Graph databases in turn are isomorphic to RDF triple stores (with a slight limitation due to static typing), so we now have an embedding of both models in the relational model; we can, for example, write a RM database that accepts GraphQL or Sparql queries on databases of the right overall shape.

(I'm prepared to have this idea shot down too.)

 

As I see it, there is only one benefit to adding surrogates and renormalizing, but in order for it to actually be of benefit, (1) all surrogates must be drawn from the same domain, the entity domain or E-domain, (2) there must be a single separate unary E-relation, and (3) there must be one or more foreign key constraint from every other relation to the E-relation.

In this scheme, so long as full normalization has been achieved, both vertically and horizontally, it's possible to capture the fact that the same entity instantiates multiple predicates.  For instance, an employee may also be a customer or a customer may also be a supplier.  Without a separate E-relation, the same atomic fact--the assertion of the existence of the entity in question--may appear in multiple relations, which implies that the predicate of each of those atomic facts must be identical.  Such a schema is clearly redundant.  On the other hand, when there is a separate E-relation along with the requisite foreign key constraints, the redundancy is eliminated.  The foreign key constraints introduce implications, for example, being a customer implies being an entity, and being an employee implies being an entity, and as a consequence the atomic facts in question are each represented in the one E-relation rather than spread out amongst EMPLOYEE, CUSTOMER and SUPPLIER.

The question therefore becomes whether this is all worthwhile.  On the one hand, having a single entity domain simplifies the underlying logic somewhat, since definite description terms are no longer required; on the other hand, the complexity of the schema increases due to the additional keys.

Normalization from 5NF to 6NF is contraindicated unless the database is temporal.  Vertical normalization beyond 5NF always introduces cycles of inclusion dependencies.  When there are temporal attributes--especially when those attributes are intervals, circumlocution can be eliminated, and when the intervals in question are significant, some ambiguity can be eliminated by decomposing a 5NF temporal relation to 6NF.  This is not the case for relations without temporal attributes.  When there are no temporal attributes, decomposing a 5NF relation introduces redundancy.  A database schema exhibits redundancy if the same predicate is instantiated by tuples from more than one relvar.  When there is a cycle of inclusion dependencies amongst a group of relations, the same predicate is instantiated by tuples from more than one relvar.  For example, the 5NF relation

EMPLOYEE (EMP#, TAXID, RATE, OTRATE, SHIFT)

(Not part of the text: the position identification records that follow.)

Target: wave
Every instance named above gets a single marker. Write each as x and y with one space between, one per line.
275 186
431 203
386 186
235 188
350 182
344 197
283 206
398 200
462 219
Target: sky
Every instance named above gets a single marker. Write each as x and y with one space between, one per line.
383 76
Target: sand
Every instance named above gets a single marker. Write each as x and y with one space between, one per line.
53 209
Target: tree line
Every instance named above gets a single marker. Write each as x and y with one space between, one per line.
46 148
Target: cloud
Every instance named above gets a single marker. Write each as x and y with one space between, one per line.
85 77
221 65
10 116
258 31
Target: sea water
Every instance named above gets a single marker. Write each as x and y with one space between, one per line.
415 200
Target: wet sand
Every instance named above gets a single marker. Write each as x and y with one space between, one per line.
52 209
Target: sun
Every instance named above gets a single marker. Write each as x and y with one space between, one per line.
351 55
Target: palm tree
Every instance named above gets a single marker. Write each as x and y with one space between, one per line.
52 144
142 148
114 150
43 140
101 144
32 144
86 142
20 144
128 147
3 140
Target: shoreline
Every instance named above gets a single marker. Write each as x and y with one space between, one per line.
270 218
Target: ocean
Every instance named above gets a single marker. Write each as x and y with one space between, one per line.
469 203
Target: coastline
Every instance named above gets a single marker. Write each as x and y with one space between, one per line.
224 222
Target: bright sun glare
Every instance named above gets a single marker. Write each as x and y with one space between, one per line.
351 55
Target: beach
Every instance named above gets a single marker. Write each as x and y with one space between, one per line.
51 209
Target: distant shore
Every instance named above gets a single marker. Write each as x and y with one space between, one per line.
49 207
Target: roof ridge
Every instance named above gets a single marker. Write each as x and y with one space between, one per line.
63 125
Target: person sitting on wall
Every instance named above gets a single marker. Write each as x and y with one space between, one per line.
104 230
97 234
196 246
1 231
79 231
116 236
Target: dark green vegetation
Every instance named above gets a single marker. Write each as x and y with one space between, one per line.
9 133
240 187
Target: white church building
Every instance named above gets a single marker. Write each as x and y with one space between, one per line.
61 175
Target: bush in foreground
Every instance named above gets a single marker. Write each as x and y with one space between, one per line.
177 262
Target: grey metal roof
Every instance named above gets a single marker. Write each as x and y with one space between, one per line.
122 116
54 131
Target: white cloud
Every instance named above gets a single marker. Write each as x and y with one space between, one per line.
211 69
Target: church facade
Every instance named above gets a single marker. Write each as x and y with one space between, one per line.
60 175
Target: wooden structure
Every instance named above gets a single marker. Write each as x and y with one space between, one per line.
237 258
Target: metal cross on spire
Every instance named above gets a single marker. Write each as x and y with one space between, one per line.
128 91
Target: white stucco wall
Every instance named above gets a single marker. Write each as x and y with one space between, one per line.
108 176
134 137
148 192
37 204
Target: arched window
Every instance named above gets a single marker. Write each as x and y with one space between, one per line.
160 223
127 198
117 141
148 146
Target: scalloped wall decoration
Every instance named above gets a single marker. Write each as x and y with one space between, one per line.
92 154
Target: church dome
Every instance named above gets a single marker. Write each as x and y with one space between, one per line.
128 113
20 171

can be non-loss decomposed into

EMPTAXID (EMP#, TAXID), EMPRATE (EMP#, RATE), EMPOTRATE (EMP#, OTRATE), EMPSHIFT (EMP#, SHIFT)

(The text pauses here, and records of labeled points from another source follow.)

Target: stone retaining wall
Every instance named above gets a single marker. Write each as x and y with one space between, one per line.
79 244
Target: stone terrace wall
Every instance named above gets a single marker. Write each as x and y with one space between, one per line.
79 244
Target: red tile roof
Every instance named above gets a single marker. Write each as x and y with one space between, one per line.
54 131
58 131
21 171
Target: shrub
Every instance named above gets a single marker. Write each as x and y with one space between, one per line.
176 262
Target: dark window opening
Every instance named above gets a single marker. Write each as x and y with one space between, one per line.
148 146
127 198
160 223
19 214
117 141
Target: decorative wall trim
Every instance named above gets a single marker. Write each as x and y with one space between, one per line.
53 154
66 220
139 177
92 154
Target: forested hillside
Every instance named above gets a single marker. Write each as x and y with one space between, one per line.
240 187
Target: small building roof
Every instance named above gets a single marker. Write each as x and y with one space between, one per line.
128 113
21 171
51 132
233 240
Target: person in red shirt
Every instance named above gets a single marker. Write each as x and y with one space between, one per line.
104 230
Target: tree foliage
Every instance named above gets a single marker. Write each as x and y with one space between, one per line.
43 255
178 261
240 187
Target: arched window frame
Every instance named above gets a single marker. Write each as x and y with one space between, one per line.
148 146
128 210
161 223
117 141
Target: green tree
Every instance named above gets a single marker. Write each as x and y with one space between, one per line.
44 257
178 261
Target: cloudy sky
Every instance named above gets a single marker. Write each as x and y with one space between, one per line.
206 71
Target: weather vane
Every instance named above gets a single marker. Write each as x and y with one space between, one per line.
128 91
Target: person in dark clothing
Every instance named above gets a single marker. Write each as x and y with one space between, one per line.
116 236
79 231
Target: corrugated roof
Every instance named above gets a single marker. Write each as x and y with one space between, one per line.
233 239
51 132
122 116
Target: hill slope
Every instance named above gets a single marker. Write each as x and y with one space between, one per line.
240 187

but there must also exist a set of inclusion dependencies amongst them all

EMPTAXID[EMP#] = EMPRATE[EMP#] = EMPORATE[EMP#] = EMPSHIFT[EMP#]

And as a consequence, the predicate whose instantiations assert the existence of employees is no longer associated with a single relation, EMPLOYEE, but rather all of EMPTAXID, EMPRATE, EMPOTRATE and EMPSHIFT.

Now there may be a justification for decomposing past 5NF for non-temporal relations, but not vertically--that is, not by taking projections.  What it boils down to is

(P OR Q) IMPLIES (P AND Q)

where P and Q are formulas with identical free variables.  This also applies when there are more than two formulas.

(P OR Q OR R) IMPLIES (P AND Q AND R)

If this implication is not satisfied, then decomposition is not only warranted, but also necessary.  For example, suppose that you have a relation BUSINESS_ENTITIES.  There are several kinds of business entities: customers, suppliers, contractors and employees

Being a customer does not imply being a supplier, nor does being a supplier imply being a customer.  It therefore stands to reason that there should be separate relations for each kind of business entity.  In this case, it also makes sense to keep the relation BUSINESS_ENTITIES in order to capture the cases where an employee is also a customer or where a supplier is also a customer, but in general, that is not always the case.

For each relvar there is a family of predicates.  In the case of EMPLOYEE above, there are predicates for each functional dependency where the determinant is the key.  The functional dependencies, when instantiated, assert facts of the form there is one and only one x such that Pkx, where P is the predicate for the FD and k is the key value.  Notice that the predicate of such facts are unary, ranging only over the key.  So, in the case of EMPLOYEE,

P     There is one and only one TAXID such that the employee identified by EMP# has rate TAXID.

Q      There is one and only one RATE such that the employee identified by EMP# has rate RATE.

R     There is one and only one OTRATE such that the employee identified by EMP# has rate OTRATE.

S     There is one and only one SHIFT such that the employee identified by EMP# has rate SHIFT.

All of the above formulas have the same arity as

T   There is an employee identified by EMP#.

Now, suppose that not every employee gets paid overtime.  Then instead of allowing inapplicable nulls for OTRATE, the schema must be decomposed.  So if EMP#(1234) does not get paid overtime, then it is not the case that "there is one and only one OTRATE such that the employee identified by EMP#(1234) has rate OTRATE."  And therefore it is not always the case that

(P OR Q OR R OR S OR T) IMPLIES (P AND Q AND R AND S AND T)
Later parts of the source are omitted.